Rice also sees the IAI putting itself in a position to provide more direction to growers than it has in the past. Rice states that it is time for all growers to get involved.

“The days when you could innocently sit back and just move your crop out or deliver it to the packing house and that was it — those days are gone. We have to be involved in the public arena. We have to be giving our side of the story. We need to anticipate problems rather than just react to them.”

A Look At Rice Fruit
John L. Rice is part of prominent Adams County, PA, fruit growing family with a long heritage. While Rice can trace apple growing back seven generations in his family, the modern history dates back to 1913 when John’s grandfather, Arthur E. Rice, founded Rice Produce.

The family has been actively involved in the fruit industry ever since.
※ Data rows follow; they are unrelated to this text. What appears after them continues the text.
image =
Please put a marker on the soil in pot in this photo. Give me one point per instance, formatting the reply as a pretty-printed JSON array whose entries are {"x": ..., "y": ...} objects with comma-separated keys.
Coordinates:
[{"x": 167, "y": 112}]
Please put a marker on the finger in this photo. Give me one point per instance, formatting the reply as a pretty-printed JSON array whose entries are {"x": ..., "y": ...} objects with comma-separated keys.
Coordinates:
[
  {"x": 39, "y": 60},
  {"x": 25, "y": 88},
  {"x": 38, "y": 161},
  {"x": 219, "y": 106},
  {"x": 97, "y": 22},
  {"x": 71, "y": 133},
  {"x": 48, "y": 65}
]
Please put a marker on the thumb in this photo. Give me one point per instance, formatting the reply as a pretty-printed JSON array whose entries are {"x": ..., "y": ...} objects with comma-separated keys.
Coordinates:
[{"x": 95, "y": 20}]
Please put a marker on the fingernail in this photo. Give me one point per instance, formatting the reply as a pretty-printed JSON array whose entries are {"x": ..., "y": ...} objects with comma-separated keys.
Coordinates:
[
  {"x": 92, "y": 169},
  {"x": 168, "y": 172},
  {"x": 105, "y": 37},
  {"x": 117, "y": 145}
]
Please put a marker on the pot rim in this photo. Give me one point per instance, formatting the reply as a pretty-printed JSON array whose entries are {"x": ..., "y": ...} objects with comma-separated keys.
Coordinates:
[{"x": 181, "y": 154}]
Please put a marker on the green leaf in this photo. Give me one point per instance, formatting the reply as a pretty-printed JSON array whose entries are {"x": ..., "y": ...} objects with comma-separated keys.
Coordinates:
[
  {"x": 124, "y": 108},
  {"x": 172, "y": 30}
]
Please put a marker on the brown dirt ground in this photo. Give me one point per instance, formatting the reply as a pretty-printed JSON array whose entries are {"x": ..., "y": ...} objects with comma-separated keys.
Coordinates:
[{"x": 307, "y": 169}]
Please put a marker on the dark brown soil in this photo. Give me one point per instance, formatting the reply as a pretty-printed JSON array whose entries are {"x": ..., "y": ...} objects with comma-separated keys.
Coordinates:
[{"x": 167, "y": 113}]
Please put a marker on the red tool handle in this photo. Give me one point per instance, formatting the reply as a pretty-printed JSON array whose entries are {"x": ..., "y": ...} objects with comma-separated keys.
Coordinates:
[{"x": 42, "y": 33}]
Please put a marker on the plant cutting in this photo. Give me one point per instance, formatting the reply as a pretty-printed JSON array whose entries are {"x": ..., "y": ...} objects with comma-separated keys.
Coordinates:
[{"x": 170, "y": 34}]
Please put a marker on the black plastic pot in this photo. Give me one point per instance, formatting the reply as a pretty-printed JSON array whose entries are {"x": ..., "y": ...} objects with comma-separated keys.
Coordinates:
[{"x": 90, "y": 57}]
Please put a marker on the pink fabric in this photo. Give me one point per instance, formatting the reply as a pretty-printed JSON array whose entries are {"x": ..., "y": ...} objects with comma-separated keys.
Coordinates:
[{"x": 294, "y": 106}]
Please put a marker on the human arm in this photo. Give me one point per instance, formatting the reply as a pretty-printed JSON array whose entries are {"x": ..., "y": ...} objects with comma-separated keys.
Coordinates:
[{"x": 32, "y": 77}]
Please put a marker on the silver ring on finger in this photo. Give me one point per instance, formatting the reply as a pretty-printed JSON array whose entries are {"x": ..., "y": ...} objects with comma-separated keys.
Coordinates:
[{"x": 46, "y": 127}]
There have been a number of different ventures over the years, including a packaging supply company, and there have been changes in location, business structure, and business name. Currently, there are two main operations:

  • R&L Orchards was founded by John’s father, Arthur E. Rice Jr., and William Lott. It is now completely owned by the Rice family. It includes about 700 acres of apples and 300 acres of peaches and nectarines.
  • Rice Fruit Company is a closely held corporation. Ownership is divided between four area families who all grow fruit: Lott, Knouse, Tyson, and Rice. The entity most people are familiar with is Rice Fruit Company. The buildup of this company dates back to 1955, when it moved out of Biglerville and built storage facilities at its current location on Rt. 34 north of Biglerville, PA.

Expansion has come regularly, with the latest major change being a modernization of the packing operation in 1986. Currently there is a total storage capacity of about 650,000 bushels, with 360,000 of that being controlled atmosphere. In a good year, the company will pack 700,000 to 800,000 boxes of apples, 120,000 bushels of peaches, 50,000 to 60,000 bushels of nectarines, and 20,000 to 30,000 bushels of pears. The equipment and techniques used are designed to produce fruit that can compete with anything on the market.

Rice Fruit Company stores, packs, and markets fruit for its owners as well as for a number of area growers. Fruit is now primarily marketed under the Rice label. Eagle and William Tell are labels that were previously used.

Arthur Rice Jr. serves as chairman of the board for Rice Fruit Company. His four sons are all actively involved: David is in charge of plant operations and personnel; Ted is the treasurer; John is the sales manager; and Mark is the orchard manager.

There have been a series of setbacks for the Rice operations over the last year. Weather problems in 1988 included a severe hail storm, a 7-inch deluge of rain that flooded the packing house, and then an extended drought. In the fall, just after everything was harvested, a packing house fire caused major damage and interrupted packing activities for two weeks during the peak part of the season. That building is now being rebuilt. Finally, a hard frost hit earlier this spring and may have reduced current crop prospects by as much as 40%.